Import AI 252: Gait surveillance; a billion Danish words; DeepMind makes phone-using agents

As off-the-shelf AI advances, the potential for emergence increases; in a few years, perhaps some of our most impactful AI systems will be assembled at home by hobbyists out of pre-built components. 
View this email in your browser

Welcome to Import AI, a newsletter about artificial intelligence. Forward this email to give your chums an AI upgrade. Subscribe here.

Synthetic data works for gait generation as well (uh oh):
...Generating movies of 10,000 fake people walking, then using them for surveillance…
Gait detection is the task of identifying a person by the gait they walk with. Now, researchers with Zhejiang University in China have built VersatileGait, a dataset of 10,000 simulated individuals walking, with each 44 distinct views available for each individual. The purpose of VersatileGait is to augment existing gait datasets collected from reality.

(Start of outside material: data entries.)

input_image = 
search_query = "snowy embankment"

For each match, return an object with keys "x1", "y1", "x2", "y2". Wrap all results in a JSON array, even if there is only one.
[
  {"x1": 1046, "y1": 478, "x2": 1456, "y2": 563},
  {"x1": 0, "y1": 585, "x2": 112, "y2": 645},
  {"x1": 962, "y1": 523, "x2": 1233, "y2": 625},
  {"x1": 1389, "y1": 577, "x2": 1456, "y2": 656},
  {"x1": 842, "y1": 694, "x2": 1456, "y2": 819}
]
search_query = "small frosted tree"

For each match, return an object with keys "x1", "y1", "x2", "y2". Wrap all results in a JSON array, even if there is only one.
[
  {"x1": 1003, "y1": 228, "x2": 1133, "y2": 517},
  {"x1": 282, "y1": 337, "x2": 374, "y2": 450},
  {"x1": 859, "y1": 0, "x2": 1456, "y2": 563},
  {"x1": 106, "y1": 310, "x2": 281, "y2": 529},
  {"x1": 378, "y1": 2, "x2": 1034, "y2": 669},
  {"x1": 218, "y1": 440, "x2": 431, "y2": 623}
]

In tests, the researchers show the synthetic data can be used as an input for training gait-detection systems which subsequently get used in the real world.

What they used: To build this dataset, they used an open source tool called 'Make Human' to generate different character models, collected 100 walking animations from a service called 'Mixamo', then animated various permutations of characters+walks in the game engine Unity3D.

Synthetic data and ethics: "Since all of our data are collected by computer simulation, there will be no problems for privacy preservation. Therefore, our dataset is in agreement with the ethics of research and has no risks for use," the authors write.

Why this matters: Being able to automatically surveil and analyze people is one of those AI capabilities that will have a tremendous impact on the world and (excluding computer vision for facial recognition) is broadly undercovered by pretty much everyone. Gait recognition is one of the frontier areas for the future of surveillance - we should all pay more attention to it.
  Read more: VersatileGait: A Large-Scale Synthetic Gait Dataset Towards in-the-Wild Simulation (arXiv).

###################################################

Care about existential risk? Apply to be the Deputy Director at CSER (UK):
The Centre for the Study of Existential Risk, a Cambridge University research center, is hiring a deputy director. "We’re looking for someone with strong experience in operations and strategy, with the interest and intellectual versatility to engage with and communicate CSER’s research. The role will involve taking full operational responsibility for the day-to-day activities of the Centre, including people management and financial management, and contributing to strategic planning for the Centre," I'm told. The deadline for applications is Sunday July 4th.
  Find out more and apply here (direct download PDF).

###################################################

DeepMind wants to teach AI agents to use Android phones:
...AndroidEnv is an open source tool for creating phone-loving AIs…
DeepMind has released AndroidEnv, a software program that lets you train AI agents to solve tasks in the 'Android' phone operating system. To start with, DeepMind has shipped AndroidEnv with 100 tasks across 30 applications, ranging from playing games (e.g, 2048, Solitaire), to navigating the user interface to set a time.

AndroidEnv lets "RL agents interact with a wide variety of apps and services commonly used by humans through a universal touchscreen interface". And because the agents train on a realistic simulation of Android, they can be deployed on real devices once trained, DeepMind says.

Strategic games! DeepMind is also working with the creators of a game called Polytopia to add it as a task for AndroidEnv agents. Polytopia is a game that has chewed up probably several tens of hours of my life over the years - it's a fun little strategy game which is surprisingly rich, so I'll be keen to see how AI agents perform on it.

Why this matters: Eventually, most people are going to have access to discrete AI agents, continually trained on their own data, and working as assistants to help them in their day-to-day lives. Systems like AndroidEnv make it easy to start training AI agents on a massively widely-used piece of software, which will ultimately make it easier for us to delegate more complex tasks to AI agents.
Read more: AndroidEnv: The Android Learning Environment (DeepMind).
Find out more: AndroidEnv: A Reinforcement Learning Platform for Android (arXiv).
Get the code: AndroidEnv - The Android Learning Environment (DeepMind, GitHub).

###################################################

Want to test your AI on a robot but don't have a robot? Enter the 'Real Robot Challenge' for NeurIPS 2021:
...Robot learning competition gives entrants access to a dexterous manipulator…
Robots are expensive, hard to program, and likely important to the future of AI. But the first two parts of that prior sentence tell you why we see relatively less AI stuff applied to robots, than to traditional software. For a few years, competition hosted by the Max Planck Institute for Intelligent Systems has tried to change this by giving people access to a real robot (a TriFinger), which they can run algorithms on.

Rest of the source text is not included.